The solution to the problem raised by the appeal lies in the application of simple, fundamental principles of law. The employer here, by. written agreement, made the Union its agent to furnish potential *252workmen. The sentence, “The Contractor shall notify the Union immediately when such employees are hired” (Paragraph B, Article II, Master Agreement), clearly imports that workmen furnished by the Union are not employees until accepted at the job site. The same conclusion is forced by paragraph B, Article IX, Master Agreement, providing that “Unions may furnish forms when referring employees for hiring * * (Emphasis supplied.) Posey simply was not hired as an employee until accepted at the job site.
The further question then is: what effect must be given the arrangement (“Special Working Rules”, Appendix A, Master Agreement) for travel allowance and transportation to be paid to the potential employee for going from Phoenix, Arizona, to the job site in order to present himself for hiring? The answer to this question is plain and wholly dispositive of the case. The offer of Merritt-Chapman & Scott to compensate workmen for travel to the job site is not in itself a contract and cannot be raised to the dignity of a unilateral contract until acceptance by. substantial performance. 1, Corbin on Contracts, 144, § 49. Posey never reached the job site nor presented himself for hiring, and hence, in my opinion, under no possible consideration of the law and the facts could it be found that Merritt-Chapman & Scott was contractually obligated to him.
However, if it be assumed that performance by Posey was substantial and therefore sufficient to create a firm obligation to-pay him travel allowance and transportation, there is still to be faced the insurmountable hurdle that the contract is not one for employment — that is, one which creates the status of master and servant.

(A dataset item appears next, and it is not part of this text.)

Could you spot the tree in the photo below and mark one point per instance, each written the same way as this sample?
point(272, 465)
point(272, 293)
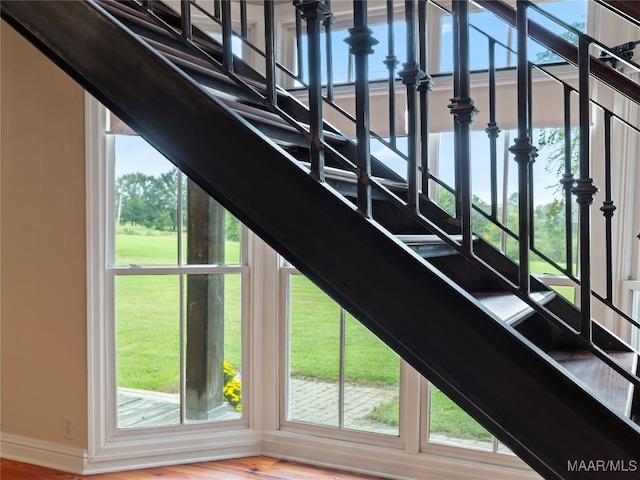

“Contracts for the rendition of services ordinarily result in one of three general classifications — such contracts may create a partnership, that of an independent contractor, or that of master and servant * * *. By considering the elements of these three general classifications, we eliminate those that do not fit the facts and thus determine the correct relationship created by the contracts.” United States v. Wholesale Oil Co., 10 Cir., 154 F.2d 745, 747.
A.R.S. §§ 23-902, subd. C of the Workmen’s Compensation Act provides:
“A person engaged in work for another, and who while so engaged is independent of the employer in the execution of the work and not subject to the rule or control of the person for whom the work is done, but is engaged only in the performance of a definite job or piece of work, and is subordinate to the employer only in effecting a result in accordance with the employer’s-design, is an independent contractor * * *”
*253This section has been construed numerous times. The test has been held to be whether the alleged employer retains control over the method of reaching the required result or whether his control is limited to the result reached, leaving the method to the other party. Barker v. General Petroleum Corp., 72 Ariz. 187, 232 P.2d 390, modified 72 Ariz. 238, 233 P.2d 449; Industrial Commission v. Navajo County, 64 Ariz. 172, 167 P.2d 113; Industrial Commission v. Byrne, 62 Ariz. 132, 155 P.2d 784.
Workmen leaving Phoenix to present themselves at the job site for hiring were not in any way under the control of Merritt-Chapman & Scott. No control was exercised over either the manner or the method by which they reached the job site. They were at liberty to travel by airplane, bus, automobile or other means of conveyance, and by any route, direct or circuitous.
I am of the opinion that the award of the Industrial Commission must be affirmed.